I've recently re-watched Bridge on the River Kwai on Bluray plus most of the special features with my parents in the last couple days. Following is a list of Wikipedia pages I've just read:
https://en.wikipedia.org/wiki/The_Bridge_on_the_River_Kwai The incidents portrayed in the film are mostly fictional, and though it depicts bad conditions and suffering caused by the building of the Burma Railway and its bridges, historically the conditions were much worse than depicted.[2] The real senior Allied officer at the bridge was British Lieutenant Colonel Philip Toosey. Some consider the film to be an insulting parody of Toosey. [...]
https://en.wikipedia.org/wiki/Philip_Toosey Behind the backs of the Japanese, Toosey did everything possible to delay and sabotage the construction without endangering his men. Refusal to work would have meant instant execution. Termites were collected in large numbers to eat the wooden structures and the concrete was badly mixed. Toosey also helped organise a daring escape, at considerable cost to himself. (In the film the fictional colonel forbids escapes.) The two escaping officers had been given a month's rations and Toosey concealed their escape for 48 hours. After a month the two escapees were recaptured and bayoneted. Toosey was punished for concealing the escape.
The film portrays the Japanese as not being capable of designing a good bridge and so needed British expertise. This is incorrect; the Japanese army had excellent engineers who surprised their enemies by completing the railway within 16 months, albeit at vast human cost, the Japanese having relied upon Allied prisoners as slave laborers. British Army engineers had estimated five years.
(This is a problem I've always had with the film -- it's hard to believe the Japanese engineers could be so incompetent.)
My specific Wikipedia-related interest concerned the Colonel Bogey March:
https://en.wikipedia.org/wiki/Colonel_Bogey_March The BotRK entry notes: "Lean wanted to introduce Nicholson and his soldiers into the camp singing this song, but Sam Spiegel thought it too vulgar, and so whistling was substituted. However, the lyrics were, and continue to be, so well known to the British public that they didn't need to be belaboured."
viz:
https://en.wikipedia.org/wiki/Hitler_Has_Only_Got_One_Ball This Wikipedia page traces the origin and variations of the song in what might seem like painstaking detail if you weren't already familiar with Wikipedia*. One particular version is held out as more likely to be the original: "Only this version is historically accurate in attributing the "one ball" description to Göring, who had lost one of his testicles during the Beer Hall Putsch in 1923."

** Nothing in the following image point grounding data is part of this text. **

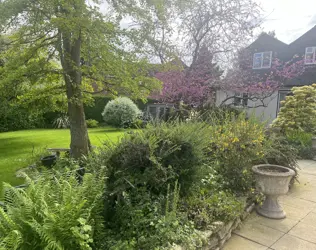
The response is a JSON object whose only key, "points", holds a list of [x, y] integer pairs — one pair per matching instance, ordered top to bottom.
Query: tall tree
{"points": [[68, 45], [194, 85], [258, 86]]}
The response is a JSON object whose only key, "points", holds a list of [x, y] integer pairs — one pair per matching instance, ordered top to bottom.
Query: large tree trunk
{"points": [[79, 145]]}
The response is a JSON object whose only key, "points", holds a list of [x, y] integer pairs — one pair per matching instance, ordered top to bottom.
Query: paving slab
{"points": [[296, 202], [295, 213], [310, 219], [283, 225], [304, 231], [296, 232], [259, 233], [237, 242], [288, 242]]}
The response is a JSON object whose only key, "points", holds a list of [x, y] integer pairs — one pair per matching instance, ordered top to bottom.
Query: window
{"points": [[310, 55], [262, 60], [282, 95], [241, 99]]}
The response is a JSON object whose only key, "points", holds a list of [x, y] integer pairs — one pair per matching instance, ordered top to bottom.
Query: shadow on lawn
{"points": [[14, 146]]}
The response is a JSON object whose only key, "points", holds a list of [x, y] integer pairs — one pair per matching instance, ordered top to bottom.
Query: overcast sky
{"points": [[289, 18]]}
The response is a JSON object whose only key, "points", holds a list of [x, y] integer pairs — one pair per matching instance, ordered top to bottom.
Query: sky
{"points": [[288, 18]]}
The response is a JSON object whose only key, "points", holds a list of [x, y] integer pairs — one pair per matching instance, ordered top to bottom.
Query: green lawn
{"points": [[16, 148]]}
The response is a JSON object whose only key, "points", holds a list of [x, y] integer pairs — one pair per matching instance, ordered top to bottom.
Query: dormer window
{"points": [[310, 55], [262, 60]]}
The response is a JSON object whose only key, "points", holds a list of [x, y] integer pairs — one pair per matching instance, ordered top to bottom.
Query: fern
{"points": [[55, 212]]}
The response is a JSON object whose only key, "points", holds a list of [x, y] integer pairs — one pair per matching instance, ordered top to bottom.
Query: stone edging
{"points": [[216, 238]]}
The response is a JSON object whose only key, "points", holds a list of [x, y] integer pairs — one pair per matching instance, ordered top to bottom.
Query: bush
{"points": [[95, 111], [298, 111], [121, 112], [16, 118], [62, 122], [92, 123], [302, 141], [235, 144], [278, 151], [157, 156], [207, 207], [53, 212], [143, 221]]}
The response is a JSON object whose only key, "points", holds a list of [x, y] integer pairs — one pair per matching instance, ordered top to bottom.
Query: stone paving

https://en.wikipedia.org/wiki/Beer_Hall_Putsch And of course, I remember this song from my childhood (do kids still sing it?)
https://en.wikipedia.org/wiki/Comet_(song)
ObXKCD:
https://www.xkcd.com/214/ and
previous reference thereto *I swear I thought I blogged this already but can't find it right now (wouldn't be my first rerun in any case): a long time ago I'd encountered the page for the
Montreal Screwjob and remarked on its considerable length and detail, so it amused me when earlier this year during the SCF I had some random conversation where
terrencechan mentioned some other random conversation with I think
hgfalling where the subject of the Screwjob came up, and with specific reference to the length of its Wikipedia entry and how it's longer than the entry for, say,
Tanzania (although the difference is smaller than the last time I looked). The Screwjob page has a star in the upper right corner, apparently indicating it to be a
featured article: "Featured articles are considered to be the best articles Wikipedia has to offer, as determined by Wikipedia's editors. [...] There are 3,431 featured articles out of 3,829,530 articles on the English Wikipedia. Thus, about one in 1,110 articles is listed here."